Extract Scout time series

Hi Maren,

This was a bug indeed… A very sneaky one, very difficult to detect and reproduce.
In the two versions, the same list of vertices was read and averaged, but the sign flip that is applied to compensate for the opposite orientations in large ROIs was not performed in the same way.

The combination of factors was the following (I’m describing in details them for future reference, you don’t necessarily need to understand all of it):

  1. In your Destrieux atlas, the vertices of the scout “S_temporal_sup” were not sorted by increasing order of indices the way they are supposed to be (was it imported more than a year ago? or are you using an old version of FreeSurfer?)
  2. In the recent version of function process_extract_scout (Nov 2014), the list of vertices was sorted again before extracting the scouts values, but not before getting the orientations of the dipoles from the cortex surface.
  3. In bst_scout_value, for constrained source models, the signs of the sources might be flipped according to their orientation. But in this case, it was not flipping the correct ones.
  4. I guess in most cases, the wrong flipping of a few vertices would not change much the results. But because your region is very large and with very heterogeneous orientations, the result ended up being quite different.

The correct result was the one obtained in the interactive way.
I fixed the process “Extract > Scout time series” so that it sorts again the vertex indices. I also fixed some other functions to prevent these unsorted lists of vertices to be saved in the atlases in the first place.
You can update Brainstorm again, it should be work now (I may have introduced new bugs).
Thank you very much for taking the time to help me fix this bug.

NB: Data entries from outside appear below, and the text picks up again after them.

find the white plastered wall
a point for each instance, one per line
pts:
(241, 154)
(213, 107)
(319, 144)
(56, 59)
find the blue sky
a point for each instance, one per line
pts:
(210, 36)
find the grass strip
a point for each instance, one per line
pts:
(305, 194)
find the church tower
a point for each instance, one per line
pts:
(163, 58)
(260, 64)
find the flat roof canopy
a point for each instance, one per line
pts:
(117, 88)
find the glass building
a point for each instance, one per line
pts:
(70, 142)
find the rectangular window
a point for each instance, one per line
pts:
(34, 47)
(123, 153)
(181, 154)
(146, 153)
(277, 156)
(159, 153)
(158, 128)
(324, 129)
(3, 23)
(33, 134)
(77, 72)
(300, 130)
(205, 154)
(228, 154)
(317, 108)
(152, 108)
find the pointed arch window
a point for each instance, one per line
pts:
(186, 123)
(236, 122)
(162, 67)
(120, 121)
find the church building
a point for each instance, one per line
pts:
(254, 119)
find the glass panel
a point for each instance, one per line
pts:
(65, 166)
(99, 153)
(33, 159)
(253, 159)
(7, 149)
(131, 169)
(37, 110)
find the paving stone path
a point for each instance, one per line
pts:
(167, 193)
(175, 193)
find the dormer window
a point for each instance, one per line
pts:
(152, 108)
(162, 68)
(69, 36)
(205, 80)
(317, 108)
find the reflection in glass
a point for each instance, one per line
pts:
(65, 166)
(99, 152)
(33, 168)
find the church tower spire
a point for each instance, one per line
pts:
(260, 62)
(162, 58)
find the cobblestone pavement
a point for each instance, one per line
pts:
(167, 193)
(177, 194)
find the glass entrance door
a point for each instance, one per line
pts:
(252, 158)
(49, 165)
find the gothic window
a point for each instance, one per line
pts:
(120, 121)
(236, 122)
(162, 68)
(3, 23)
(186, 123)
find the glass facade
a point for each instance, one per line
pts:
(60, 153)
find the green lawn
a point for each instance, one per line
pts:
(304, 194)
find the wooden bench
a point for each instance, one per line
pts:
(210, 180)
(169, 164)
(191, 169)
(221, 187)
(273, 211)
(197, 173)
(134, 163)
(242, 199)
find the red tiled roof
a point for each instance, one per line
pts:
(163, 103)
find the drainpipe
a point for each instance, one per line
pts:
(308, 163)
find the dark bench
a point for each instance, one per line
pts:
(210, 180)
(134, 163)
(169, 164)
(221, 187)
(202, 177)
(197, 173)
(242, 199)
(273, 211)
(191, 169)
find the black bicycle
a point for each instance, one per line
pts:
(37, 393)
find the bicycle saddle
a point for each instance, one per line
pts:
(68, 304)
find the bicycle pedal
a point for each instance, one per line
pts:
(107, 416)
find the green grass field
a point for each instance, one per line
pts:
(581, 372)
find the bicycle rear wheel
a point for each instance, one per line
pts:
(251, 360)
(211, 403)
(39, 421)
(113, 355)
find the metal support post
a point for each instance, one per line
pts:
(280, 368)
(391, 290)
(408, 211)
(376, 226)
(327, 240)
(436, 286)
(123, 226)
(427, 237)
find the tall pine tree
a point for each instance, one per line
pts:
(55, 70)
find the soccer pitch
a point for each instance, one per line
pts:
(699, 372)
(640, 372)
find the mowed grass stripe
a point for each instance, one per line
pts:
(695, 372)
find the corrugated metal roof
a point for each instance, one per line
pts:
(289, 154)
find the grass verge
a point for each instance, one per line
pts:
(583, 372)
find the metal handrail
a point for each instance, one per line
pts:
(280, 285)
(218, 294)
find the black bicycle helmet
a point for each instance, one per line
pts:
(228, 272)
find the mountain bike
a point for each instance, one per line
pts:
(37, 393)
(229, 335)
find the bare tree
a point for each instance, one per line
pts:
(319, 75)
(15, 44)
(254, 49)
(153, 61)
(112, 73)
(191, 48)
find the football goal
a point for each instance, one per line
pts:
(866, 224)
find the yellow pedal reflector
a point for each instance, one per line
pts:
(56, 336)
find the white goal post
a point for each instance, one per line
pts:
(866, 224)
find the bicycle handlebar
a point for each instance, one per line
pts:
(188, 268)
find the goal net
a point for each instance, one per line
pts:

I have two more remarks about your database:
a) The average of the sources is supposed to be the same as the sources of the average. I’m not sure why yours are different and why you recalculate explicitly the average of the sources.
b) Most of the regions coming from the atlases are very large and have shapes that you would naturally design as a region of interest. If you average the signals over large regions, you can lose a lot of the signals of interest. You could also try comparing your results with what you would get with smaller scouts, either hand-drawn or resulting of a sub-parcellation of an existing anatomical atlas.